Üyelik Girişi
Site Haritası
Önerilen Siteler

R. G. 7. Hu (Hüve) Sırrı ve Hüviyet Tevhidi

7. HU (HÜVE) SIRRI ve HÜVİYET TEVHİDİ

Hakk Teala “Ben gizli bir hazineydim. Bilinmekliliğimi sevdim. Halkı zuhura getirdim (yarattım)” buyurarak Zatını “Ben” lafzıyla açıklamıştır. Hakk kendini ilahi hüviyetiyle (hüve) açtıktan sonra “Allah” lafzıyla uluhiyetini ilan etmiştir. Hu zatın “Benliği” aynı zamanda hüviyetidir. Allah’da kendi Zati hüviyetini Kur’an’da hüve (هو) lafzıyla açıklamıştır. Hüve kelimesi hüviyetini temsil ettiğinden hem Zatını hem Zatının gerekleri olan isim ve sıfatlarını bünyesinde bulunduran isimdir. Kökeni Zat olduğundan ismi-i azam olarak kabul edilmektedir. Hüve (هو) kelimesi hem ilahi Zatı, hem ilahi isimleri hemde ilahi sıfatları bünyesinde bulundurduğundan ism-i azam olarak kabul edilmektedir. Kur’an’dan birkaç ayetle örnek verilecek olursa “ve hüves semiul alim” (Bakara/137) “O (ilahi hüviyeti ile) semi (işitici) alim (bilici) dir” buyurulmaktadır. Zati hüviyetini semi ve alim isim-sıfatları ile açığa çıkmış demektir. Kendi Zatı bu vasıflarla vasıflandığı gibi, halkı zuhura getirdikten sonraki mertebelerde “izafi hüviyetler” dede bu vasıfları içermektedir.

Hüve (هو) kelimesindeki he (ه) harfi hüviyeti ve vav (و) harfi ise hüviyeti temsil eden nefsi temsil etmektedir. Hüve lafzını Allah’In Zatını temsil ettiğinde He harfi Zati hüviyetini vav (و) harfi Zati Nefsini temsil etmektedir. Halk edilen her şey (mevcudlar) bu Zati hüviyet ve Zati Nefs’ten aldıkları hisse, pay ve nefsi vasıflar ile Zati hüviyet ve Zati Nefsten hisse almış demektir.
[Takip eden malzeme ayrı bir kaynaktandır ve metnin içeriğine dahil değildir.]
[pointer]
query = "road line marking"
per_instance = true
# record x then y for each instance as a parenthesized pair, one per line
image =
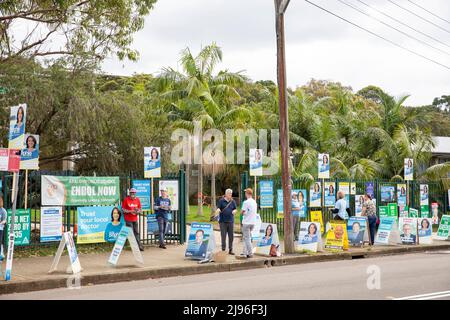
(423, 295)
(434, 297)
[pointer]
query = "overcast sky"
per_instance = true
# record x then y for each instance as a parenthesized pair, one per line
(318, 45)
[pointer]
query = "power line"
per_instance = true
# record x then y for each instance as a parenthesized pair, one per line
(429, 11)
(403, 24)
(378, 36)
(419, 16)
(389, 26)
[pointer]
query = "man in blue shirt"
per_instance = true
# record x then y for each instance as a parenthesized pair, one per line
(226, 208)
(162, 206)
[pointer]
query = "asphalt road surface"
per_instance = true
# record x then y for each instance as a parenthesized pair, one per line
(423, 276)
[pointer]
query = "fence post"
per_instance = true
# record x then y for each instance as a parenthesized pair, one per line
(183, 207)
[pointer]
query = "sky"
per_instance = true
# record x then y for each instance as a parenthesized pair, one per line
(318, 45)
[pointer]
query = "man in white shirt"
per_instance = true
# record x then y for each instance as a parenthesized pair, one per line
(249, 209)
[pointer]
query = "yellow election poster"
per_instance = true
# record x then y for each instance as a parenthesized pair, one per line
(316, 216)
(337, 237)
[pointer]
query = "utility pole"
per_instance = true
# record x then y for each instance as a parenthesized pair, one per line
(280, 9)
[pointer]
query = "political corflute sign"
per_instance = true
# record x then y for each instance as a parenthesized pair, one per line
(79, 191)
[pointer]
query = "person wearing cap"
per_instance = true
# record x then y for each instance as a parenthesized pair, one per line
(249, 211)
(162, 206)
(131, 208)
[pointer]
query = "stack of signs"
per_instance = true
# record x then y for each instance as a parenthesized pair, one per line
(268, 242)
(357, 230)
(337, 238)
(152, 224)
(359, 201)
(424, 231)
(413, 213)
(309, 238)
(444, 228)
(124, 234)
(387, 232)
(330, 194)
(316, 216)
(298, 202)
(408, 230)
(315, 195)
(67, 241)
(200, 242)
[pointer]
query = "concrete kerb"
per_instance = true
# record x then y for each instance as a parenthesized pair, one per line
(155, 273)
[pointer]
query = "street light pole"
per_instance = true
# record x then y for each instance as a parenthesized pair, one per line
(280, 9)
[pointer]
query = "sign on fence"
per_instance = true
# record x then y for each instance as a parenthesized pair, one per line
(22, 226)
(79, 191)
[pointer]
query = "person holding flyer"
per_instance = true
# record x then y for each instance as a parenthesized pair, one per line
(2, 226)
(249, 209)
(162, 207)
(131, 208)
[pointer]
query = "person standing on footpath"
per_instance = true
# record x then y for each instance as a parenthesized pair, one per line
(226, 209)
(249, 211)
(162, 207)
(131, 208)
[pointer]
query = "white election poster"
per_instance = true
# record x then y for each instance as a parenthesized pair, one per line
(172, 190)
(51, 224)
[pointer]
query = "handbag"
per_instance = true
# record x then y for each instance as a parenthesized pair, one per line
(273, 250)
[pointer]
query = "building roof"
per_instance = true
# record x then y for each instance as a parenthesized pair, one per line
(442, 145)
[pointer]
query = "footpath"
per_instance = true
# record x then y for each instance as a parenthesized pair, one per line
(31, 274)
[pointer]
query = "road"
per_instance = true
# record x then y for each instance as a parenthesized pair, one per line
(407, 276)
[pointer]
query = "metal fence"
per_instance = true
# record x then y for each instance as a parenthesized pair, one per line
(32, 201)
(269, 215)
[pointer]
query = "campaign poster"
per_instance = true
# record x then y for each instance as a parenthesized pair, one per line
(298, 200)
(356, 228)
(324, 165)
(425, 229)
(359, 201)
(152, 162)
(409, 169)
(266, 194)
(316, 216)
(22, 226)
(444, 228)
(268, 236)
(29, 155)
(17, 120)
(370, 189)
(172, 191)
(51, 224)
(198, 240)
(345, 186)
(387, 193)
(401, 194)
(336, 236)
(309, 236)
(330, 194)
(143, 188)
(255, 161)
(384, 230)
(435, 213)
(315, 195)
(79, 191)
(424, 201)
(408, 230)
(98, 224)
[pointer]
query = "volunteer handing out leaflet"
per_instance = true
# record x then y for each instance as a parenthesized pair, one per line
(131, 208)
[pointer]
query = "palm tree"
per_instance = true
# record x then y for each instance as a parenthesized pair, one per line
(197, 94)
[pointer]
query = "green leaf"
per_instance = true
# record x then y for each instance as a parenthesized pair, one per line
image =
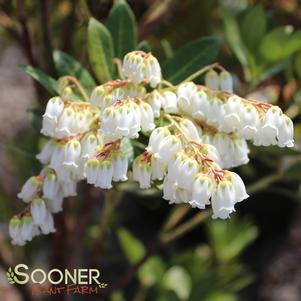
(122, 25)
(298, 64)
(233, 37)
(252, 35)
(143, 46)
(229, 238)
(65, 64)
(132, 247)
(152, 271)
(178, 280)
(280, 43)
(100, 50)
(190, 58)
(46, 81)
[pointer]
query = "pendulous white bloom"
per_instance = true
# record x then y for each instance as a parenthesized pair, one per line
(38, 211)
(31, 188)
(155, 100)
(203, 187)
(48, 226)
(223, 200)
(286, 133)
(46, 153)
(105, 174)
(72, 154)
(106, 95)
(139, 66)
(226, 81)
(120, 167)
(203, 131)
(15, 231)
(142, 171)
(212, 80)
(27, 228)
(147, 117)
(170, 103)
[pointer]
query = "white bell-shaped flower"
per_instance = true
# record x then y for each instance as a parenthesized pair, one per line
(212, 80)
(120, 167)
(68, 188)
(249, 122)
(169, 188)
(65, 124)
(170, 103)
(152, 70)
(46, 153)
(58, 156)
(48, 226)
(186, 93)
(50, 186)
(31, 188)
(268, 133)
(155, 100)
(15, 231)
(286, 133)
(142, 172)
(147, 117)
(27, 228)
(214, 111)
(55, 204)
(202, 190)
(72, 154)
(223, 200)
(190, 130)
(226, 81)
(38, 211)
(169, 146)
(199, 105)
(88, 145)
(155, 139)
(91, 170)
(54, 108)
(105, 174)
(232, 114)
(239, 187)
(158, 169)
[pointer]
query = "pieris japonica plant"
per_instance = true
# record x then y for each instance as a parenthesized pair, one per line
(196, 134)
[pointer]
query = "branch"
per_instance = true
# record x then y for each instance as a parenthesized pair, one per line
(155, 246)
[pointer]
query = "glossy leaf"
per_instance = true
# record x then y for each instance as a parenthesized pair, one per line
(132, 247)
(100, 50)
(280, 43)
(190, 58)
(65, 64)
(46, 81)
(233, 36)
(252, 35)
(122, 25)
(178, 280)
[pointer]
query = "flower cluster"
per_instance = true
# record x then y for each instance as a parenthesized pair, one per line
(195, 133)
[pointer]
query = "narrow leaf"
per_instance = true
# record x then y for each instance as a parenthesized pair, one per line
(252, 35)
(65, 64)
(122, 25)
(100, 50)
(190, 58)
(233, 36)
(280, 43)
(46, 81)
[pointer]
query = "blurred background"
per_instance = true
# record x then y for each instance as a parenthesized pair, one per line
(256, 255)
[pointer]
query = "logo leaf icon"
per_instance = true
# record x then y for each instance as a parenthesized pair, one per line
(10, 276)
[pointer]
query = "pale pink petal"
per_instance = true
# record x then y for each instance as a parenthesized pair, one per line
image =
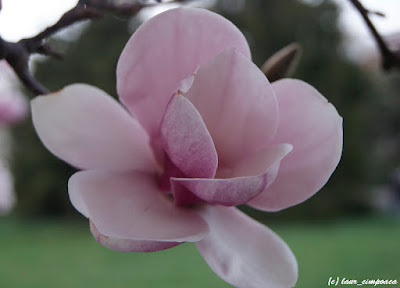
(237, 104)
(238, 190)
(128, 245)
(90, 130)
(165, 50)
(13, 105)
(314, 128)
(131, 206)
(245, 253)
(226, 192)
(186, 140)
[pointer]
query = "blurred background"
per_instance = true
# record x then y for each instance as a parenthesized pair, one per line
(349, 229)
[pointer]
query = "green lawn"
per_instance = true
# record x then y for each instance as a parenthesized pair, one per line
(64, 254)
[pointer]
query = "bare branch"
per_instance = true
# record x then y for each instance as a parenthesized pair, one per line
(18, 54)
(390, 59)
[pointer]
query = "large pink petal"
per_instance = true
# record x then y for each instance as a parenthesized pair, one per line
(238, 190)
(165, 50)
(90, 130)
(245, 253)
(187, 141)
(314, 128)
(131, 206)
(128, 245)
(237, 104)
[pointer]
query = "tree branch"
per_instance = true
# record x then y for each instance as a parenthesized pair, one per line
(17, 54)
(389, 58)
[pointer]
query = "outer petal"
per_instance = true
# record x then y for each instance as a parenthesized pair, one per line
(165, 50)
(237, 104)
(245, 253)
(130, 206)
(314, 128)
(239, 190)
(127, 245)
(87, 128)
(187, 141)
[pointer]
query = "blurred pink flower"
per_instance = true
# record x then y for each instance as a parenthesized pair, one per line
(13, 104)
(201, 136)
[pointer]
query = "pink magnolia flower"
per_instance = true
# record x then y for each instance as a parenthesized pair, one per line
(205, 131)
(13, 104)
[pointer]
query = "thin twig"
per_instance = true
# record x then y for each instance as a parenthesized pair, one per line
(17, 54)
(389, 58)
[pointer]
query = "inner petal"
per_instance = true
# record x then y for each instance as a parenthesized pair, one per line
(186, 140)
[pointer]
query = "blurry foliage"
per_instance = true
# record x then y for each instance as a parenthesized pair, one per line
(268, 26)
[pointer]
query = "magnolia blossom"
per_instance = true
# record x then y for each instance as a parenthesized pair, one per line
(204, 131)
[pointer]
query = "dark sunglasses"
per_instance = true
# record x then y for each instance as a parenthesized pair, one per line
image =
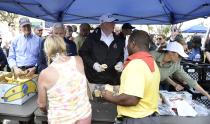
(159, 38)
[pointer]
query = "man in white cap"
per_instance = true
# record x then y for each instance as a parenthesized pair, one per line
(38, 30)
(169, 66)
(24, 50)
(102, 53)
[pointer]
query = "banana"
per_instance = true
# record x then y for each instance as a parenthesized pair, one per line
(104, 66)
(18, 80)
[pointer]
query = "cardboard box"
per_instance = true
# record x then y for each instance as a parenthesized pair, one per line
(14, 93)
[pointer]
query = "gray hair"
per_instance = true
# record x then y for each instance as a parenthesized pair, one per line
(58, 25)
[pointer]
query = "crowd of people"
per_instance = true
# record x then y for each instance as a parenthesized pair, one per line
(135, 63)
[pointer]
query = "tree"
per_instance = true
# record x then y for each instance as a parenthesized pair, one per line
(150, 28)
(7, 17)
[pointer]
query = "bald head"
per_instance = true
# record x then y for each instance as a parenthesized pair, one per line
(84, 29)
(59, 30)
(138, 41)
(141, 38)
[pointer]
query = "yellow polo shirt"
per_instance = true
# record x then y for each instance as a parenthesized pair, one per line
(137, 80)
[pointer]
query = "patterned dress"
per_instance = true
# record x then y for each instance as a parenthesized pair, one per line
(68, 99)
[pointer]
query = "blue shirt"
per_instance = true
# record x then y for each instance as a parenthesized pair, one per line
(24, 50)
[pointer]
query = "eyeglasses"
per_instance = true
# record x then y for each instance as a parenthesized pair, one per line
(159, 38)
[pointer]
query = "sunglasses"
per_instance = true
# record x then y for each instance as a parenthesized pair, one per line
(159, 38)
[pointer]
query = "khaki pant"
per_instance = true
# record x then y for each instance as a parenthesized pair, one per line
(100, 87)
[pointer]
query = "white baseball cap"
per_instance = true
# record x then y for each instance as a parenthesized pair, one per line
(24, 21)
(107, 18)
(176, 47)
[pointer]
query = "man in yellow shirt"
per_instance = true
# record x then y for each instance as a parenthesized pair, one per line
(139, 88)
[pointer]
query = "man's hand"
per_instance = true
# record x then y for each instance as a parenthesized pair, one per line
(119, 67)
(208, 96)
(18, 71)
(98, 67)
(179, 87)
(107, 95)
(31, 71)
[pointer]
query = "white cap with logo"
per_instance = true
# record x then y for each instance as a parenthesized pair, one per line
(176, 47)
(107, 18)
(24, 21)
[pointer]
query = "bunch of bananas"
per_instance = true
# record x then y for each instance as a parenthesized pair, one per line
(18, 80)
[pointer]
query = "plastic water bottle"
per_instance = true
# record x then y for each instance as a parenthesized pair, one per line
(197, 57)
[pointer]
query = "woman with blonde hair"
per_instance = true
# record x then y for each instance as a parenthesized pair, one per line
(64, 85)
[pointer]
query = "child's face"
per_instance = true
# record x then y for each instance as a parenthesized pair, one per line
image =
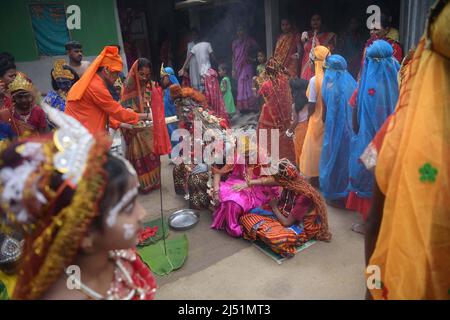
(261, 58)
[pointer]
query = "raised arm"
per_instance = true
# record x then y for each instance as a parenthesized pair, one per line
(183, 68)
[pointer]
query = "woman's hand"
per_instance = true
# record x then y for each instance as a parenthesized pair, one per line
(215, 196)
(240, 186)
(2, 88)
(126, 126)
(305, 36)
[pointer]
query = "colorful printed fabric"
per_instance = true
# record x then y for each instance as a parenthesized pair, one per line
(54, 100)
(242, 50)
(377, 97)
(287, 45)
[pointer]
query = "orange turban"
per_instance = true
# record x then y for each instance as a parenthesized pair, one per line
(108, 58)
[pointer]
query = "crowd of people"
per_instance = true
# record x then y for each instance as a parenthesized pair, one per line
(376, 143)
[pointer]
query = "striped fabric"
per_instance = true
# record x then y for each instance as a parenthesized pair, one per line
(281, 240)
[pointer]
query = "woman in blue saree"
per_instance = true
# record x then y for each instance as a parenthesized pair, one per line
(337, 88)
(168, 78)
(377, 97)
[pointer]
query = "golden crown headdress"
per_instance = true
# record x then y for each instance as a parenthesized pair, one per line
(59, 71)
(20, 83)
(163, 72)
Yani her mevcudun ilahi hüviyet ve ilahi neftsen kendi mertebesinden bir payı, hissesi var demektir. Bu mertebe ve düzey her mevcudun Allah indindeki yeri, ayan-ı sabitesinin hükmü kadardır. Yukarıdaki ayet örnek verilecek olursa Zati hüviyet ve Zati Nefsten aldığı pay kadar semi (işitici) ve alim (bilici) dir. Hakk zahirde de her mevcuda atom-molekül-genetik şifre kanalıyla bu özelliği sabitlemiştir. Hissesini tayin etmiştir. İnsana ise hissesini arttırabilecek hüviyet ve nefsi tayin etmiştir. “Ademi kendi suretinde halketti” ve “Ademi Rahman suretinde halketti” buyurarak Zati hüviyet ve Zati Nefsi vasıfları ile donanacak vasıflara ulaşabileceğini belirtmiştir. Hüviyet gaybını bilip, ancak O mertebede “Künhü Zatını idrak edemedik” deyip Allah-kul çizgisini, sınırlarını bilmek için insan yaratılmıştır. Kur’anda aynı vasıflı ayetlerle hüviyetini farklı isim ve sıfatlarla zikrederek, bu vasıflardan insanın hissesini-payını arttırması ve “Rahman suretine” ulaşması murad edilmektedir. “ve hüve errahmanirrahimin” (Hud/92) “O ilahi hüviyetiyle rahman ve rahimdir” buyurarak insanın nefsinde taşıyabileceği ölçüde bu vasıflarla donanması istenmektedir. Benliğini, hüviyetiyle eş değer olduğunu ifade etmek içinde “ene tevvabürrahim” (Bakara/160) “Ben tevvab ve rahimim” buyurmaktadır. Tüm ilahi isim ve sıfatlarını İlahi benliğinde topladığını ve bunu ilahi hüviyetiyle açığa çıkardığını ifade etmektedir. Dikkat çekici ifadelerde “İnnehu hüves semiul alim” (Enfal/61) “Muhakkak ki hu (Ben-hüviyetim) ilahi hüviyetiyle semiul alim(işitici biliciyim)” buyurmuştur. Ayette birinci hu ile Zatına işaret etmiş, hüve ile Zati ilahi hüviyet ve nefsi vasıflarını belirtmiştir. Benzer bir ayette “innehu” demeden “hüvessemiul alim” (Bakara/37) buyurarak bu vasıfları belirtmiştir. Kur’anda bu vasıflarını benzer ayetlerle “innehu hüve” ve “hüve” vasfıyla BENLİĞİ-HÜVİYETİNİ izah etmiştir. “İnnehu hamidun mecid” (Hud/73) ayetiyle “Muhakkak ki O (Zati ilahi hüviyetiyle) hamid ve meciddir” buyurarak üç formda da kendi TEK ve BİR HÜVİYETİNİ farklı vasıflarla izah etmiştir.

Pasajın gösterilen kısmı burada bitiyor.